В глубине живота у Оливии что-то прыгало и переворачивалось. Она сидела совершенно неподвижно.

Он посмотрел на неё, взгляд его серебристых глаз касался кожи, подобно ласке. Оливия чувствовала его у себя под кожей, где все ощущения устремлялись к тайному месту между ног.

Тут Лайл наклонился к ней. Она думала, что он её поцелует, и раскрыла губы.

Но он поцеловал её в щёку. А потом слегка лизнул.

Девушка задрожала.

Не от холода. Её кожа горела, словно в огне. Внутри у неё было жарко и беспокойно.

Перегрин лизал её. Везде. Легкие прикосновения его языка. Касания его губ. К её уху. К горлу. К груди. К рукам. К ладоням. Он встал на колени и провёл губами и языком по её ногам. Он перецеловал её ступни, пальчик за пальчиком. Методично. Крайне внимательно.

Глубоко внизу живота Оливия чувствовала сводящее с ума беспокойство, как ранка, которую нельзя почесать.

О, Господь Всемогущий, все боги, Зевс и прочие, ангелы, святые и мученики, и вы, божества с головами крокодилов и ибисов. Перегрин снова покрыл поцелуями её ногу до самых ворот её женственности.

Оливия вскрикнула, или так ей показалось, и эхо крика прозвучало в маленькой комнате.

Он положил ей руку на живот и надавил. Оливия послушно легла на стол, извиваясь, постанывая и произнося бессмысленные слова.

О Боже мой о Боже мой о Боже мой…

У неё внутри изверглись вулканы, она задрожала, и её накрыло мощной огненной волной, которая возносила её всё выше и выше, швырнула в небо и сбросила на землю, разбитую вдребезги.

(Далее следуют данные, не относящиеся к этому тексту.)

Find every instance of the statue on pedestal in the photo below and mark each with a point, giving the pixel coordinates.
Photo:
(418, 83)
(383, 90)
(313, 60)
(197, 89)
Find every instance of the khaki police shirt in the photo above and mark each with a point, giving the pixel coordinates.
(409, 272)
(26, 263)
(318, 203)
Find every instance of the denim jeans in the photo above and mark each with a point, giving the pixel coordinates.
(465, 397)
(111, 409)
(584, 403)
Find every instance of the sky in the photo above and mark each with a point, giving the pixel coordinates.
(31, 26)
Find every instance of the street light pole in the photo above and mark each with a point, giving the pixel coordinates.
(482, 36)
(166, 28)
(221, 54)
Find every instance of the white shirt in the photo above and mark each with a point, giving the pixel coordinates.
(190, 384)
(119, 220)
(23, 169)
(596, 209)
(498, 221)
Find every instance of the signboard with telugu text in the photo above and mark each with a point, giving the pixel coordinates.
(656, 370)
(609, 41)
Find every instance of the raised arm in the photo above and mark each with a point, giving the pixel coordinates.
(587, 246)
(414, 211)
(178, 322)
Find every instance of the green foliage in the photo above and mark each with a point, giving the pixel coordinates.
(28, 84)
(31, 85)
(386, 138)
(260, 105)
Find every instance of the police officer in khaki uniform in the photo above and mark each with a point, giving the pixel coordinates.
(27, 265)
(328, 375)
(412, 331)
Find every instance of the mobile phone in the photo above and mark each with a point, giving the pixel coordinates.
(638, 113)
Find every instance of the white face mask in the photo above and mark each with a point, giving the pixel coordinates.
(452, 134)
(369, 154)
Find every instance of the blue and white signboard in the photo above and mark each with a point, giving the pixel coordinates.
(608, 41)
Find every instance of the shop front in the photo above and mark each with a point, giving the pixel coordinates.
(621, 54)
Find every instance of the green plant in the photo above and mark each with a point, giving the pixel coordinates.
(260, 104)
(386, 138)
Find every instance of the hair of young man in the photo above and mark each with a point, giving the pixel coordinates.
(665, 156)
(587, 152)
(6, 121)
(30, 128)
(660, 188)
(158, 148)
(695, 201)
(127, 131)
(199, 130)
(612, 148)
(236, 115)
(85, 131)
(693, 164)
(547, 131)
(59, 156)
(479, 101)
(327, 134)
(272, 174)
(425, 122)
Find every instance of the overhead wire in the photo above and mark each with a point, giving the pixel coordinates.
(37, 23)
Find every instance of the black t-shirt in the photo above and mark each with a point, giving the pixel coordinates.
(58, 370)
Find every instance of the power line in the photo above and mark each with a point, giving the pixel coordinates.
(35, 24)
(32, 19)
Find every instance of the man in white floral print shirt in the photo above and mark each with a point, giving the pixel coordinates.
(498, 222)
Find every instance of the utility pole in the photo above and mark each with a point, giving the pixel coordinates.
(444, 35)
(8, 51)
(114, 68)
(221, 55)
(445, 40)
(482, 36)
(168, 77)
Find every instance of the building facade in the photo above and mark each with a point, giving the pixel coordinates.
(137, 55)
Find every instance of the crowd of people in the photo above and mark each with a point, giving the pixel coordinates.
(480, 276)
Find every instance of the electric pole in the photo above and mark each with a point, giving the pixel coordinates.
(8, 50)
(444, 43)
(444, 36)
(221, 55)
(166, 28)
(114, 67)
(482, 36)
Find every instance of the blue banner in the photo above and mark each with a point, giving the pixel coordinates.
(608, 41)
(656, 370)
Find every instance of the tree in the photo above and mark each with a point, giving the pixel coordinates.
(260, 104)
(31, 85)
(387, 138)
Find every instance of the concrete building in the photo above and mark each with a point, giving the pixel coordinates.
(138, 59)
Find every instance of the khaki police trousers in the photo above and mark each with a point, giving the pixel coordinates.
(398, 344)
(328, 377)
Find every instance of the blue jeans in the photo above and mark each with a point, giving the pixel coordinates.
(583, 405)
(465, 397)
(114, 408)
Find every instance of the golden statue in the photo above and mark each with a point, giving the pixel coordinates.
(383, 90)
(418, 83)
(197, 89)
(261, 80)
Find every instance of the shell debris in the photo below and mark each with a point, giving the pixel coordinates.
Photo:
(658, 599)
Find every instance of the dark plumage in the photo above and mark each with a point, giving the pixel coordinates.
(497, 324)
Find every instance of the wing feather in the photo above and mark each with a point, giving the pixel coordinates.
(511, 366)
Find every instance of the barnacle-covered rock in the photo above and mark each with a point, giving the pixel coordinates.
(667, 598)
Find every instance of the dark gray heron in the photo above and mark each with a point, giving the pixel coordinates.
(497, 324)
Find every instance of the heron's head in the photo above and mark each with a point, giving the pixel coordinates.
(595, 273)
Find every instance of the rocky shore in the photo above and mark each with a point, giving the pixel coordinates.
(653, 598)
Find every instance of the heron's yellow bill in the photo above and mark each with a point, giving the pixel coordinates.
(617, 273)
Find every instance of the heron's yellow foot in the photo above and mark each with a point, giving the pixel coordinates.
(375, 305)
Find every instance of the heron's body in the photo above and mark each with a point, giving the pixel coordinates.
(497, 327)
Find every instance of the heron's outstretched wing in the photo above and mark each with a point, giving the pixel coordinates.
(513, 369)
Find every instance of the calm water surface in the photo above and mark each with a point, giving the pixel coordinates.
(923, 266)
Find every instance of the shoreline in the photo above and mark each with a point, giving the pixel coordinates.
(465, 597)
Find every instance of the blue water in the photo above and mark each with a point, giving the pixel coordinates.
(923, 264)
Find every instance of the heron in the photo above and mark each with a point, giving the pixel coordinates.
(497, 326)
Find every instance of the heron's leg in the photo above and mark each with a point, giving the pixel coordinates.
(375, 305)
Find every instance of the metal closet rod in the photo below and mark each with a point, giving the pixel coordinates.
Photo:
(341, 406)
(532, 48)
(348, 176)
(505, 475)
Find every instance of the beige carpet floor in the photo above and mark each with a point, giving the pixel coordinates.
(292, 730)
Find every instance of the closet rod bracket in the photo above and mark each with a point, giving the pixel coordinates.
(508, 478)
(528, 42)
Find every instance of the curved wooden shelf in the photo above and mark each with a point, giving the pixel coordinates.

О Боже мой о Боже мой о Боже мой.

Раздался голос Перегрина, хриплый и тихий:

— Ты вся дрожишь. Мне придётся согреть тебя изнутри.

— Ради всего святого, Лайл, скорее!

Она расслышала его короткий смешок и шорох одежды. Тут он вошёл в неё. Она метнулась к нему, с широко раскрытыми глазами, и попала прямо в его объятия.